Ao mesmo tempo, possibilitava ao professor a criação de atividades dinâmicas e interessantes.
Despertava o interesse pelo aprendizado das ciências, abrindo caminho para a continuidade dos estudos em áreas científicas, consideradas estratégicas para o desenvolvimento do país.
Para facilitar a transferência desta metodologia para as escolas do Jovem de Futuro, todos os conteúdos foram sistematizados em um Guia de Aplicação, com propostas de atividades específicas e exemplos de planos de aula, reunidos em torno de sete projetos de trabalho.
Como em todas as metodologias, o IU oferecia aos educadores uma capacitação prévia e a possibilidade de suporte à distância, plantão de dúvidas e análise de relatórios das atividades de classe para sugestões de aulas.

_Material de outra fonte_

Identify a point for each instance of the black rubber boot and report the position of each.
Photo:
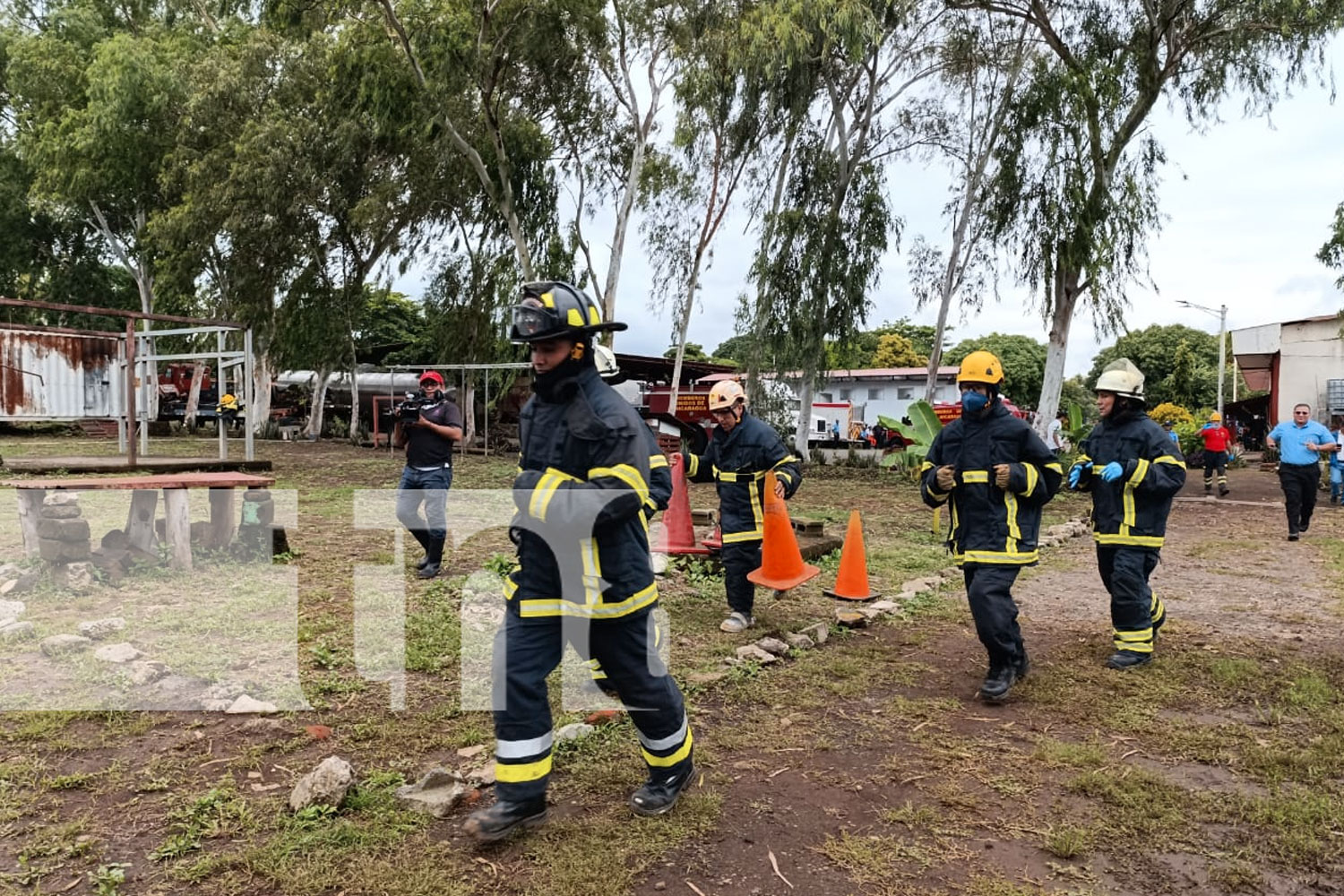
(419, 535)
(500, 820)
(997, 683)
(660, 791)
(435, 559)
(1128, 659)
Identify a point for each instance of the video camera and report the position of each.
(416, 403)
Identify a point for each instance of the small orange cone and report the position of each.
(715, 541)
(781, 562)
(852, 579)
(677, 530)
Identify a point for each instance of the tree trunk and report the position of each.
(354, 405)
(800, 433)
(314, 413)
(467, 405)
(263, 375)
(194, 397)
(1066, 298)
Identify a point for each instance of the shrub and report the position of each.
(1174, 413)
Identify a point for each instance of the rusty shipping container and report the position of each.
(59, 376)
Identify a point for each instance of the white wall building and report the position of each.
(884, 390)
(1295, 362)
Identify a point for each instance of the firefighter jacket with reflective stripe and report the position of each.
(991, 525)
(660, 477)
(581, 495)
(737, 462)
(1133, 508)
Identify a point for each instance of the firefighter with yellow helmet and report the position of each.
(742, 449)
(996, 474)
(583, 573)
(1133, 471)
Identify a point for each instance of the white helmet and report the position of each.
(607, 366)
(1121, 378)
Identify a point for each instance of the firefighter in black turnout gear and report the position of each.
(996, 474)
(583, 573)
(742, 450)
(1133, 471)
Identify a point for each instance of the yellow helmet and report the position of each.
(725, 394)
(980, 367)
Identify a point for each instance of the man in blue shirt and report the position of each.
(1300, 445)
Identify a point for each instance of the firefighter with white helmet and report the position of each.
(1133, 471)
(996, 474)
(741, 450)
(582, 579)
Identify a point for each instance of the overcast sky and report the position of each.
(1247, 206)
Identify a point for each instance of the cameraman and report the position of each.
(429, 469)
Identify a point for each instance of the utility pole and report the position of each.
(1222, 349)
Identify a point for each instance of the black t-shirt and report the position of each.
(425, 446)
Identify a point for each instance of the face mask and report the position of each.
(972, 402)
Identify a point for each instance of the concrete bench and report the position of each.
(144, 500)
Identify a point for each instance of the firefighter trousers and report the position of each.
(527, 650)
(739, 557)
(1136, 611)
(989, 594)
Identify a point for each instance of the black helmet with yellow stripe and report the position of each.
(556, 309)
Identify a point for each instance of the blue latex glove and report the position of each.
(1075, 473)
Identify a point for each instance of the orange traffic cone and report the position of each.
(715, 541)
(677, 530)
(781, 562)
(852, 579)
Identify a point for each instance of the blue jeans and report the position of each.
(427, 487)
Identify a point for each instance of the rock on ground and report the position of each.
(16, 632)
(99, 629)
(117, 653)
(773, 645)
(62, 643)
(819, 632)
(245, 704)
(324, 786)
(574, 731)
(435, 794)
(752, 651)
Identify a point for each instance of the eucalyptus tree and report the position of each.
(823, 241)
(637, 67)
(984, 61)
(507, 81)
(728, 101)
(1074, 196)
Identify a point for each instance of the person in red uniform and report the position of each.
(1217, 440)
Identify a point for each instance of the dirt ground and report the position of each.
(866, 766)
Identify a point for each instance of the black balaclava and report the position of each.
(558, 384)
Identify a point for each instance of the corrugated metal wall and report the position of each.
(58, 376)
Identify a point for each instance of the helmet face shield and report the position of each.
(532, 322)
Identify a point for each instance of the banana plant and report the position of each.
(919, 435)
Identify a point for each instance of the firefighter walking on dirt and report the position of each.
(742, 450)
(1133, 471)
(583, 573)
(996, 474)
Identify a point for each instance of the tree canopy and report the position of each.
(1179, 363)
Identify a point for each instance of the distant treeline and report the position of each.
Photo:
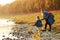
(26, 6)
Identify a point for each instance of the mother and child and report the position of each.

Um dos grandes problemas enfrentados pelo Ensino Médio sempre foi o divórcio entre o mundo da escola e o mundo do trabalho.
Excluindo-se um número ridiculamente pequeno de cursos profissionalizantes, o Ensino Médio Regular passava longe de um dos temas mais importantes para a vida dos jovens alunos – o trabalho.
Os problemas do currículo enciclopédico e inflexível do EM, bem como da carência de cursos profissionalizantes, foram enfrentadas pela proposta do Novo Ensino Médio, aprovada em 2017.
Além de introduzir a oportunidade de os alunos escolherem “itinerários formativos”, ligados a diferentes campos do conhecimento (Matemática, Linguagens, Ciências Humanas e Ciências Naturais), o Novo Ensino Médio incluiu, entre as opções, a Formação Técnica e Profissional, Tornou também obrigatória a construção de um Projeto de Vida.
Apesar da grande controvérsia suscitada, especialmente por problemas de comunicação, a proposta veio concretizar a aspiração de grande parte de educadores e estudiosos do tema do EM, formatada nas últimas décadas.
Naquele momento, para começar a preencher esta lacuna, associamos, ao Jovem de Futuro, uma iniciativa que vinha sendo desenvolvida pelo IU, no sentido de promover a utilização da fantástica janela de oportunidades representada pela Lei do Aprendiz.
Como também existe muita controvérsia a respeito desta legislação, vamos tratar de esclarecer, em uma próxima oportunidade, todo seu potencial transformador no enfrentamento da questão da juventude pobre brasileira.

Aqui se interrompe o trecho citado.